La malnutrition se fait aussi parler d’elle au Sud-Kivu. Les enfants en sont principalement victimes. Les malnutris, nous en avons vu à Walungu, dans le village et fief électoral de Vital Kamerhe. L’hôpital général de référence FSKi de Walungu nous a offert un échantillon intéressant. Des enfants aux visages joufflus, au regard hagard, mangeant avec beaucoup d’appétit de la pâte d’arachide spéciale- Plumpy nut, accompagnés par des mères qui donnent l’apparence d’avoir échappés à ce dont souffre leur progéniture. Une d’ailleurs se régalait de cette pâte sous nos yeux. C’est qu’au Sud-Kivu, l’alimentation constitue une autre problématique.
Facteurs de la malnutrition
Pourquoi cette malnutrition dans cette partie du pays ? Selon Dieudonné Cigaghira, inspecteur chef de zone de santé en matière nutritionnelle, il y a trois facteurs à la base de ce phénomène : le niveau socio-économique, la taille élevée des ménages ainsi que le niveau d’instruction très bas des parents. Un quatrième facteur relevé lors de notre séjour à Bukavu : les Sud-Kivutiens ne savent ni manger ni prépare à manger. Ils préfèrent des repas secs avec de la viande braisée, du poisson grillé… De la soupe, je n’en ai pas mangé ni vu. Pourquoi ne pas avoir des enfants malnutris avec cette culture et pourtant la région est quand même riche et ne manque pas, par conséquent, quoi mettre sous la dent.

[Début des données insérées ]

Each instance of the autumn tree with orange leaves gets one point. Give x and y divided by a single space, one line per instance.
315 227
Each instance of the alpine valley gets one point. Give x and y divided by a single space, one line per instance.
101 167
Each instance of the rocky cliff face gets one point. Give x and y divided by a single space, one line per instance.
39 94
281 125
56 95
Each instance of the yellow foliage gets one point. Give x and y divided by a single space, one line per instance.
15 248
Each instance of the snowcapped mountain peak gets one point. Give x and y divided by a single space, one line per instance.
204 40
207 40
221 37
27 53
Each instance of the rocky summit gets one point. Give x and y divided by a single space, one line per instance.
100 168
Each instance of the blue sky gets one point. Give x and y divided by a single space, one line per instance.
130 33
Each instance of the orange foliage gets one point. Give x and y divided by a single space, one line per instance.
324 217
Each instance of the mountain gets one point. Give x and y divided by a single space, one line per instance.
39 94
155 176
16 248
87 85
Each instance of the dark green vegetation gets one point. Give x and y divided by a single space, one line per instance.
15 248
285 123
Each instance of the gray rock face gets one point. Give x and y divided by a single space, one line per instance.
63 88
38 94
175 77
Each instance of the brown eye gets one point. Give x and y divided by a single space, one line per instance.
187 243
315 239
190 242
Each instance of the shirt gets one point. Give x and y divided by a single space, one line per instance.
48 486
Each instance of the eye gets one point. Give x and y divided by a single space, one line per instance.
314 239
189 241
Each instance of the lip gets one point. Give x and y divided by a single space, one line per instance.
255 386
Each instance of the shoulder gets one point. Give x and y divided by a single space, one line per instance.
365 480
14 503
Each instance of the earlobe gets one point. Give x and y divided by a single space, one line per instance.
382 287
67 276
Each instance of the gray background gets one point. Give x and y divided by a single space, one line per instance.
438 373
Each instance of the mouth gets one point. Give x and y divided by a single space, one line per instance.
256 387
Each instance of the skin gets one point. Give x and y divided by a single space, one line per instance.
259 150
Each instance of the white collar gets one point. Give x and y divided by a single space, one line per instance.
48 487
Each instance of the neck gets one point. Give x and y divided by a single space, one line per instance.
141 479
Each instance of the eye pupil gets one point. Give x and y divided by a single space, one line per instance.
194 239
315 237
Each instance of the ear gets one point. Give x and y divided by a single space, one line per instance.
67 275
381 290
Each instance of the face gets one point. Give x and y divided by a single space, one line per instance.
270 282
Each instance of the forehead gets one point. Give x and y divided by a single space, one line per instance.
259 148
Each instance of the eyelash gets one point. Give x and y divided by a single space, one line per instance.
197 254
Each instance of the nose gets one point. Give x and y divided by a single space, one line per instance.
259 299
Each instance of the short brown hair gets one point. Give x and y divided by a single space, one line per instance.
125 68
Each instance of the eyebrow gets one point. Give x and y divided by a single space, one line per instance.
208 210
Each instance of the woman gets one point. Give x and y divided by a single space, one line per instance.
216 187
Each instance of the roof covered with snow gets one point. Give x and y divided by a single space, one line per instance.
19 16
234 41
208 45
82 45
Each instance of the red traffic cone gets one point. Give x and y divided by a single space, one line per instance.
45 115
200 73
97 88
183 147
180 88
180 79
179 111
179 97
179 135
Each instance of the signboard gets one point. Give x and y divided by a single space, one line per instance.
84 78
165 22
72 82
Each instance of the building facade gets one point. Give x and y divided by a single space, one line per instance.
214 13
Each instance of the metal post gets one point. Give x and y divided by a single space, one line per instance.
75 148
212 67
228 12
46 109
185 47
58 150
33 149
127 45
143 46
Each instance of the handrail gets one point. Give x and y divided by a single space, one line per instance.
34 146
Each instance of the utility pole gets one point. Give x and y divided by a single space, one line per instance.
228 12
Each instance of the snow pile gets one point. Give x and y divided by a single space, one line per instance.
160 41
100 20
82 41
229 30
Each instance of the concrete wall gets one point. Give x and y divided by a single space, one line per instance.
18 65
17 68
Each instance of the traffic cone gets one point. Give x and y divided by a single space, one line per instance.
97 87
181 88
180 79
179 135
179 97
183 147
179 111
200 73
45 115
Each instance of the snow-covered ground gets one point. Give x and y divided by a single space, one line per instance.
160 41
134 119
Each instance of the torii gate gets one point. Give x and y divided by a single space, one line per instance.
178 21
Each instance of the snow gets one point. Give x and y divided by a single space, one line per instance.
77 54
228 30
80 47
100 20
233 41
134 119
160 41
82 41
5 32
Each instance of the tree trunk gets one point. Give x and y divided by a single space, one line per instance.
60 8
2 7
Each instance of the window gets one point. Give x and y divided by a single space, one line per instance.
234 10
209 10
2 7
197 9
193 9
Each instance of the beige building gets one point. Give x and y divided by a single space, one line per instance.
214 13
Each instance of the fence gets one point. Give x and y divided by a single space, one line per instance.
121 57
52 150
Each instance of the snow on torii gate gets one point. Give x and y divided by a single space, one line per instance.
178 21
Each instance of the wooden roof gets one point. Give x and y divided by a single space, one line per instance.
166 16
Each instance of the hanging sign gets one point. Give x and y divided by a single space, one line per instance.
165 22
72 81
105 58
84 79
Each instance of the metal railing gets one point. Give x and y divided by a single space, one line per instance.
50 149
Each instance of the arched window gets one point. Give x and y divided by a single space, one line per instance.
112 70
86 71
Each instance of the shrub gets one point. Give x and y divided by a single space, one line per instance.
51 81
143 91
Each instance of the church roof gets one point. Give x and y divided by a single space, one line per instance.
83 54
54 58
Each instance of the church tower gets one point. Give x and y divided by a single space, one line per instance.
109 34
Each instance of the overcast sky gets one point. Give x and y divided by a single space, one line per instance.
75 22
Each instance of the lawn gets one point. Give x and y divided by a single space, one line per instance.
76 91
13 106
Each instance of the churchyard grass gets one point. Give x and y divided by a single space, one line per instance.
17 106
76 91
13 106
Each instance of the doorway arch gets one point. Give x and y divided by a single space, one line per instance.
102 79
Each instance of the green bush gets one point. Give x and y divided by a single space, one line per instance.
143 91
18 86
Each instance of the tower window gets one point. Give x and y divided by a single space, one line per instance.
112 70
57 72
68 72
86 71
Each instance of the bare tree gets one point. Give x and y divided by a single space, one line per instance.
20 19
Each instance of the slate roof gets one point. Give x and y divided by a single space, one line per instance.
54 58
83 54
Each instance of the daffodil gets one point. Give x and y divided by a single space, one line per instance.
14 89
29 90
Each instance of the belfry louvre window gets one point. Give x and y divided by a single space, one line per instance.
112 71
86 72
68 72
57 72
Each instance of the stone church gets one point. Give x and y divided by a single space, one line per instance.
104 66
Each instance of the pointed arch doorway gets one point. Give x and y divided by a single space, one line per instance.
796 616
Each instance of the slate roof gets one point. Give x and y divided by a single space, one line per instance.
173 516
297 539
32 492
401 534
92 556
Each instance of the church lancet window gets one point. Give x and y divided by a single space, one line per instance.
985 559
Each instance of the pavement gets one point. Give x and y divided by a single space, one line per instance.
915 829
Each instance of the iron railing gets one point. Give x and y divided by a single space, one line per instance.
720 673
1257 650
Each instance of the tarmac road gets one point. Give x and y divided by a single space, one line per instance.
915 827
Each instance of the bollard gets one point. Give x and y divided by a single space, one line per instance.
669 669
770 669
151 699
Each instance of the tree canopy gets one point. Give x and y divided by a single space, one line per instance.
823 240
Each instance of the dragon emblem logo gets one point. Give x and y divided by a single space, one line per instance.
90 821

Dans le Centre nutritionnel thérapeutique de cet hôpital, une vingtaine d’enfants malnutris de moins de 5 ans et parfois plus, luttent désespérément pour leur survie, aidés par le Programme alimentaire mondial (PAM), l’Unicef, le Caritas. Alors que la gratuité de leurs soins constitue un grand manque à gagner pour l’hôpital qui ne réalise pas, par conséquent, de recettes. Une autre problématique qui vient allonger la liste – déjà longue – des défis à relever dans cette partie du pays.
(A suivre)
Conséquence, le séjour des agences humanitaires en RDC n’est pas pour demain. Heureusement d’ailleurs. Cependant, les acteurs humanitaires ne sont éternellement en RDC pour assister les Congolais. Les Congolais doivent donc penser à assurer la relève. D’où la question de la transition. Mais cela n’est pas notre propos aujourd’hui.